See How This Artist Relives Her Travels Through Stained-Glass

Kasia Polkowska
Photography courtesy of Kasia Polkowska

Text by Hannah Jones

Kasia Polkowska might have been raised as a city girl, but she has a deep love for and strong connection to the outdoors. Born in Poland and raised in suburban New Jersey, Kasia continued her city-hopping to Brooklyn, New York, for college before she discovered her true love for nature. “When I went to study abroad in Australia . . . that’s when I really started noticing the landscape,” she recalls. “I found it a little bit foreign because I grew up in the suburbs in New Jersey, and I found it very fascinating.”

Mountain spring stained glass mosaic
Photography courtesy of Kasia Polkowska

Though that fascination didn’t immediately translate into her current mosaic landscape art, she eventually found herself drawn to nature, in more ways than one. After finishing school, she took a job as a mosaic artist for a firm in Manhattan, which led her to use stained glass in her personal creative time. From there, it flowed naturally.

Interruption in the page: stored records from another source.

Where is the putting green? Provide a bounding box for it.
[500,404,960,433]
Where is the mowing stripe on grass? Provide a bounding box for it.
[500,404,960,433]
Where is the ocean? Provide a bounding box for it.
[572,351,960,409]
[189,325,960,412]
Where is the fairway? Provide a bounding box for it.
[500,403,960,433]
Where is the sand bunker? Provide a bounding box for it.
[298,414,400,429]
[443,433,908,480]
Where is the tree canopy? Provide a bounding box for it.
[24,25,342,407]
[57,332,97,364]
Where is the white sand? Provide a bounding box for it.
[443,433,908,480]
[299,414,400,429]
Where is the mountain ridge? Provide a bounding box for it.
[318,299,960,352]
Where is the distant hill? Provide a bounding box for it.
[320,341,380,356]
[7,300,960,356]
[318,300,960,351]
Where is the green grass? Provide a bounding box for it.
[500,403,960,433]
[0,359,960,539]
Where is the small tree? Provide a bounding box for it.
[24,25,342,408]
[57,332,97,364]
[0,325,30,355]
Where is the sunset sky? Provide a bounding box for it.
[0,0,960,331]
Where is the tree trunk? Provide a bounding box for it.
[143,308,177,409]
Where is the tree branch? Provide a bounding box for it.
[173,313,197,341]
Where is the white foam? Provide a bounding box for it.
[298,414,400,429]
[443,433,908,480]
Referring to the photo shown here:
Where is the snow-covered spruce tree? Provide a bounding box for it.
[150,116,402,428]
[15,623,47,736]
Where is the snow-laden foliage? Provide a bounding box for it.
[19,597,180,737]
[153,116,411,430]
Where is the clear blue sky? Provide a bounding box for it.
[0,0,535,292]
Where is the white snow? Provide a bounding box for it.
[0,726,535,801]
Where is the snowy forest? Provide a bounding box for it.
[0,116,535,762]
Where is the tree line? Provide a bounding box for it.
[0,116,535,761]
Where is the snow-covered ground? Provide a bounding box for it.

“Each piece that I make isn’t just a pretty picture,” Kasia says. “I went out there and explored that landscape.” As an avid hiker and camper, she photographs her favorite landscapes and then sketches the images and starts cutting and placing the glass to make her creation. Nature is the greatest inspiration of her works, and creating her mosaics, she says, is her way of reliving her favorite experiences.

Yellowstone River Mosaic
Photography courtesy of Kasia Polkowska

Depending on the size and complexity, a single work can take Kasia between two weeks and two months to complete. Kasia notes that, unlike other mosaic artists, she doesn’t immediately glue each piece of glass as she works. Instead, she first lays out tape and arranges the individual pieces, then glues the pieces together once she’s pleased with the composition. “It’s a more fluid, intuitive way of working rather than cutting one piece, putting glue on it, [and] gluing it down,” she explains. “[That technique] interrupts the creative work.”

Boulder Cathedral sky
Photography courtesy of Kasia Polkowska

Kasia’s goal is to use her art as a reminder to explore and enjoy the beauty around us. “I hope that it brings a little more awareness of just how beautiful our country is,” she says. “When somebody sees the intricate work and how hard I worked to convey this particular place, I hope that it inspires [them] to do a little more traveling [and] a little more exploring and to respect our natural lands because they are so precious.”